P. I. — En un lieu qui, depuis, est devenu la quatrième place d’affaires mondiale...
J.-M. J. — Comme tous les concepts visionnaires, La Défense a été mal comprise à ses débuts. C’était une sorte de mini-Brasilia qui provoquait certaines réticences. Agora futuriste bordée de tours, elle était, il faut s’en souvenir, assez difficile d’accès par les parkings. Il y eut donc une période d’observation. J’ai, quant à moi, toujours été un grand fan de ce lieu, car il y règne une certaine poésie, je dirais presque à la Jacques Tati. Aujourd’hui, lorsqu’on voit des villes comme Shanghai ou Dubaï, cette porte vers le XXIe siècle fait tout à fait sens. Et la décision prise il y a trente ans par tous les politiques, de gauche comme de droite, d’y donner un grand concert populaire retransmis par satellite, de façon planétaire, n’était pas neutre. Cela dit, pour la petite histoire, je vous confierai qu’étant du signe de la Vierge, je suis précis et organisé. J’ai donc été agacé par le fait que la Grande Arche ait été décalée de quelques degrés, qu’elle ne soit pas exactement dans l’axe de l’Arc de triomphe et des Tuileries. Mitterrand s’en était félicité. C’était une coquetterie, une petite fantaisie orgueilleuse de sa part, comme s’il laissait là sa trace personnelle. J’ai appris plus tard que des raisons techniques d’infrastructure — passage du RER, de l’autoroute, etc. — avaient contraint l’architecte à ce choix. Il n’empêche que cela dérangeait ma perspective, la pyramide que j’avais installée constituant pour l’œil une sorte de viseur. Si tout est politique, le président récupérant l’affaire à son profit, le créateur, lui, est toujours égoïste. La morale et la création sont deux choses bien séparées. On crée d’abord pour soi, et puis on espère que les gens vous suivront...

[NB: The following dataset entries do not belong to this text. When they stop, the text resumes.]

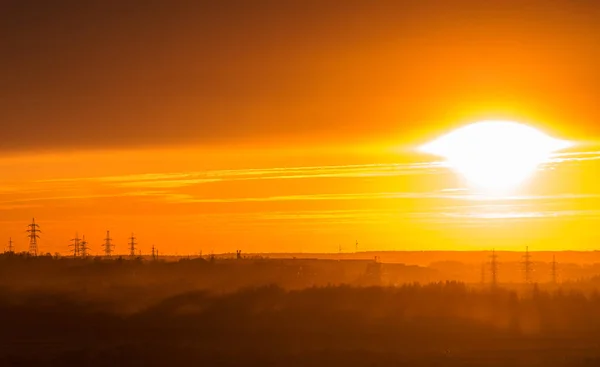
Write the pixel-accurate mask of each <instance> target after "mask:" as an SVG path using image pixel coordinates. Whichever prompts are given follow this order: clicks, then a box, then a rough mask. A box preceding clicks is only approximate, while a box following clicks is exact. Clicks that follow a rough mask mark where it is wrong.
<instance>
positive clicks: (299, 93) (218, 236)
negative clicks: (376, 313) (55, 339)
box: [0, 0, 600, 255]
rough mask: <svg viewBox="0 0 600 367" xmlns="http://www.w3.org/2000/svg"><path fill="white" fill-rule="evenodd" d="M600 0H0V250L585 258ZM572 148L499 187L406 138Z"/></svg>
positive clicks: (593, 215)
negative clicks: (77, 244)
mask: <svg viewBox="0 0 600 367" xmlns="http://www.w3.org/2000/svg"><path fill="white" fill-rule="evenodd" d="M598 20H600V6H598V5H597V2H596V1H593V0H581V1H576V2H573V1H551V0H546V1H508V0H507V1H487V2H481V1H464V0H456V1H442V0H438V1H432V0H424V1H419V2H415V1H343V2H342V1H310V0H305V1H295V0H290V1H285V2H282V1H258V0H257V1H233V0H231V1H228V0H223V1H219V2H214V1H180V0H174V1H168V2H167V1H153V0H148V1H134V0H128V1H113V0H106V1H95V0H90V1H86V2H81V1H61V0H57V1H52V2H49V1H41V0H39V1H34V0H30V1H28V0H0V47H1V49H2V53H1V54H0V81H1V83H0V154H1V155H0V177H2V181H1V182H0V243H1V239H2V238H6V242H8V238H9V237H12V238H13V240H14V241H15V245H16V247H17V250H25V249H26V248H27V238H26V236H25V235H26V234H25V230H26V226H27V224H28V223H29V221H31V218H33V217H35V218H36V220H37V221H38V223H39V224H40V226H41V229H42V231H43V232H42V234H41V236H42V237H41V239H40V251H42V252H51V253H54V252H64V253H66V252H67V251H68V244H69V240H70V239H71V238H73V236H74V235H75V233H76V232H78V233H79V234H80V235H82V234H85V235H86V238H87V239H88V240H89V241H90V247H91V248H92V253H96V252H100V251H101V244H102V239H103V238H104V236H105V233H106V230H111V233H112V237H113V239H114V241H115V245H116V251H117V252H121V253H125V252H126V242H127V237H128V236H130V235H131V233H132V232H134V233H135V235H136V236H137V237H138V242H139V245H140V248H141V249H142V250H143V251H144V252H149V251H150V247H151V246H152V245H155V246H157V247H158V248H160V251H161V252H163V253H172V254H182V255H183V254H197V253H198V252H200V251H203V253H209V252H228V251H235V250H237V249H241V250H243V251H245V252H287V251H302V252H313V251H319V252H336V251H338V249H339V247H340V246H341V248H342V251H353V250H355V249H356V247H355V242H356V240H358V242H359V249H360V250H392V249H395V250H408V249H410V250H414V249H488V248H490V247H499V248H510V249H513V248H520V247H522V246H524V245H526V244H528V245H530V247H531V248H533V249H536V248H537V249H593V248H595V245H596V243H597V242H598V241H597V240H598V236H597V235H596V234H595V233H594V229H595V228H597V225H598V224H599V223H598V220H599V218H598V205H597V204H598V203H599V200H598V195H600V190H599V189H597V188H596V187H595V184H594V183H595V182H596V181H597V179H598V178H599V171H598V163H597V162H598V157H600V153H598V151H600V147H599V146H600V144H598V139H599V136H600V124H599V123H598V121H599V120H600V109H599V108H598V96H599V95H600V93H599V92H600V70H599V69H598V67H597V65H600V49H599V48H598V47H597V45H598V44H600V29H598V28H599V27H600V25H599V24H600V22H598ZM484 119H510V120H515V121H519V122H523V123H527V124H530V125H532V126H535V127H537V128H539V129H541V130H543V131H545V132H547V133H548V134H550V135H552V136H555V137H559V138H562V139H567V140H570V141H573V142H576V145H575V146H574V147H573V148H572V149H571V150H570V151H569V152H566V153H562V154H559V155H557V156H555V157H553V158H552V160H551V161H549V162H547V163H546V164H544V165H543V166H542V167H541V168H540V171H539V172H537V174H536V175H535V177H534V178H533V179H532V180H531V181H530V182H528V183H527V184H525V185H523V187H520V188H519V190H518V192H515V194H514V195H513V196H511V197H505V198H502V199H498V198H487V197H482V196H481V195H478V194H477V193H474V192H473V191H472V190H470V189H469V187H468V185H466V184H465V183H464V182H463V181H462V180H461V179H460V177H457V176H456V175H455V174H454V173H453V172H451V171H449V170H448V169H447V167H445V166H444V165H443V164H442V162H440V161H439V159H437V158H436V157H431V156H426V155H423V154H420V153H417V152H416V148H417V147H418V146H420V145H422V144H424V143H426V142H428V141H430V140H432V139H434V138H436V137H438V136H439V135H442V134H445V133H447V132H449V131H451V130H452V129H454V128H457V127H460V126H462V125H465V124H467V123H471V122H474V121H479V120H484Z"/></svg>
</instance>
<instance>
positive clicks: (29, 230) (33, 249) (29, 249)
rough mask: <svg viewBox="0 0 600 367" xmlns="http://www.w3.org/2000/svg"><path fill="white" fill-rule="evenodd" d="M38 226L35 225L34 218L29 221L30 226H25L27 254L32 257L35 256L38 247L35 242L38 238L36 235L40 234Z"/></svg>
mask: <svg viewBox="0 0 600 367" xmlns="http://www.w3.org/2000/svg"><path fill="white" fill-rule="evenodd" d="M41 232H42V231H40V226H39V225H38V224H36V223H35V218H33V220H32V221H31V224H29V225H28V226H27V233H28V235H27V237H29V254H30V255H32V256H37V253H38V246H37V240H38V239H39V238H40V236H39V235H38V233H41Z"/></svg>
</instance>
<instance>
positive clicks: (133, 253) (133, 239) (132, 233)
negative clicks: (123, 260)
mask: <svg viewBox="0 0 600 367" xmlns="http://www.w3.org/2000/svg"><path fill="white" fill-rule="evenodd" d="M135 240H136V238H135V236H134V235H133V233H132V234H131V237H129V257H131V258H132V259H134V258H135V245H137V243H136V242H135Z"/></svg>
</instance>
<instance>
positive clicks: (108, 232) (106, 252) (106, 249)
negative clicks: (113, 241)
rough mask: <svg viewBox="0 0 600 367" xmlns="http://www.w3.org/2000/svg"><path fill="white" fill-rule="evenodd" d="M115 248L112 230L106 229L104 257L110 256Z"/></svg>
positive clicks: (104, 245) (108, 256)
mask: <svg viewBox="0 0 600 367" xmlns="http://www.w3.org/2000/svg"><path fill="white" fill-rule="evenodd" d="M113 249H114V245H113V244H112V238H110V231H106V238H105V239H104V257H106V258H110V257H111V255H112V252H113Z"/></svg>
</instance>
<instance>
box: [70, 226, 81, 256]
mask: <svg viewBox="0 0 600 367" xmlns="http://www.w3.org/2000/svg"><path fill="white" fill-rule="evenodd" d="M71 242H72V243H71V244H70V245H69V247H72V248H73V249H72V250H71V251H72V252H73V257H79V252H80V248H81V238H79V234H78V233H77V232H76V233H75V238H73V239H71Z"/></svg>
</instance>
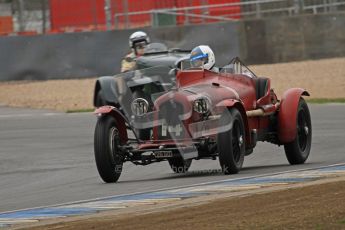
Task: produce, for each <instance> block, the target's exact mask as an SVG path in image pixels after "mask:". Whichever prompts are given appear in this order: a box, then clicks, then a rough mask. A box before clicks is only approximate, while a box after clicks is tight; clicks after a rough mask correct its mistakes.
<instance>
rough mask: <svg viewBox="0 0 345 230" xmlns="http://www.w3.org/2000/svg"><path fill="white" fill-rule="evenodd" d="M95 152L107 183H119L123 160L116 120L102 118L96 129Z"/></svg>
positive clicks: (95, 158) (94, 150) (95, 131)
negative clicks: (113, 182)
mask: <svg viewBox="0 0 345 230" xmlns="http://www.w3.org/2000/svg"><path fill="white" fill-rule="evenodd" d="M94 138H95V140H94V151H95V160H96V165H97V170H98V173H99V175H100V176H101V178H102V179H103V181H105V182H106V183H113V182H117V180H118V179H119V177H120V175H121V173H122V165H123V158H122V157H121V151H120V148H119V146H120V144H121V141H120V135H119V130H118V128H117V124H116V120H115V118H113V117H111V116H103V117H100V118H99V119H98V121H97V125H96V129H95V137H94Z"/></svg>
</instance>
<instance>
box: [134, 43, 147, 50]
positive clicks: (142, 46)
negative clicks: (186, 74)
mask: <svg viewBox="0 0 345 230" xmlns="http://www.w3.org/2000/svg"><path fill="white" fill-rule="evenodd" d="M134 48H135V49H145V48H146V42H140V43H136V44H135V45H134Z"/></svg>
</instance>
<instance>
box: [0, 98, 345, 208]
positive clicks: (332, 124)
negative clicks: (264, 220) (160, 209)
mask: <svg viewBox="0 0 345 230" xmlns="http://www.w3.org/2000/svg"><path fill="white" fill-rule="evenodd" d="M310 109H311V116H312V124H313V144H312V150H311V154H310V157H309V159H308V160H307V163H306V164H304V165H296V166H290V165H289V164H288V162H287V159H286V157H285V154H284V150H283V148H282V147H276V146H273V145H271V144H267V143H259V144H258V146H257V148H256V149H255V151H254V153H253V154H252V155H250V156H248V157H246V158H245V162H244V168H243V170H242V171H241V172H240V173H239V174H237V175H230V176H225V175H223V174H222V173H221V172H220V171H219V164H218V161H212V160H199V161H193V163H192V166H191V169H190V172H188V173H186V174H184V175H176V174H174V173H172V172H171V169H170V167H169V165H168V163H167V162H161V163H157V164H152V165H149V166H135V165H133V164H131V163H125V165H124V171H123V173H122V175H121V177H120V180H119V182H118V183H116V184H104V183H103V182H102V181H101V179H100V178H99V176H98V173H97V170H96V166H95V162H94V156H93V131H94V126H95V123H96V119H97V118H96V117H95V116H94V115H93V114H91V113H76V114H64V113H56V112H52V111H42V110H26V109H10V108H7V107H0V146H1V147H0V159H1V161H0V197H1V205H0V212H5V211H11V210H18V209H25V208H32V207H38V206H45V205H54V204H60V203H65V202H72V201H78V200H85V199H93V198H97V197H105V196H113V195H119V194H128V193H135V192H143V191H150V190H156V189H163V188H169V187H176V186H185V185H190V184H196V183H201V182H209V181H216V180H222V179H229V178H241V177H248V176H255V175H258V174H266V173H274V172H282V171H287V170H295V169H303V168H314V167H319V166H324V165H330V164H336V163H344V162H345V154H344V149H343V147H344V140H345V133H344V128H345V120H344V114H345V106H344V105H340V104H329V105H310Z"/></svg>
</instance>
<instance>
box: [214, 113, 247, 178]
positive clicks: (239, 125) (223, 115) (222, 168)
mask: <svg viewBox="0 0 345 230" xmlns="http://www.w3.org/2000/svg"><path fill="white" fill-rule="evenodd" d="M220 127H230V128H229V130H226V131H222V132H220V133H219V134H218V136H217V147H218V154H219V163H220V166H221V167H222V170H223V172H224V174H235V173H238V172H239V171H240V170H241V168H242V165H243V160H244V155H245V141H244V140H245V129H244V122H243V119H242V115H241V113H240V112H239V111H238V110H237V109H236V108H231V109H230V110H229V111H226V112H224V113H223V115H222V117H221V119H220Z"/></svg>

P. I. — Et ce fut un succès colossal : deux millions et demi de personnes, chiffre qui a été inscrit au livre Guinness des records...
J.-M. J. — Il y en eut un million de plus au Mont des Oiseaux, à Moscou, sept ans plus tard, record du plus grand concert jamais réalisé au monde, mais celui de La Défense a ceci de particulier qu’il a fédéré une foule arrivée de tous les horizons autour d’un projet architectural. Les gens sont venus, épaule contre épaule, partager quelque chose d’unique, et la vision aérienne de cette masse compacte qui prenait toute la largeur des avenues pour s’étendre sur 5 kilomètres à vol d’oiseau de la Grande Arche à l’Arc de Triomphe avait quelque chose de surréaliste. En même temps, extrêmement bon enfant, parce qu’il n’était alors pas question de terrorisme, on était dans une atmosphère d’innocence en matière de sécurité : la présence physique de la foule définissait le cadre du concert, en quelque sorte la salle de spectacle. Cette particularité inhérente à La Défense, je l’ai ressentie d’autant plus vivement que si je n’avais pas été musicien, j’aurais été architecte. Il existe, et ce n’est pas une découverte, une grande parenté entre musique et architecture. C’est, au fond, la recherche de la pureté d’une ligne. Ce qui m’a passionné, cette nuit-là, fut de mettre en lumière au sens propre comme au figuré cette vision futuriste de Paris. Plus je voyage, plus j’aime notre capitale à la calme architecture horizontale, où l’on voit le ciel. En même temps, il fallait établir un lien avec la modernité. Autant l’exception verticale de la tour Montparnasse intra-muros demeure terrible, autant La Défense est un concept réussi.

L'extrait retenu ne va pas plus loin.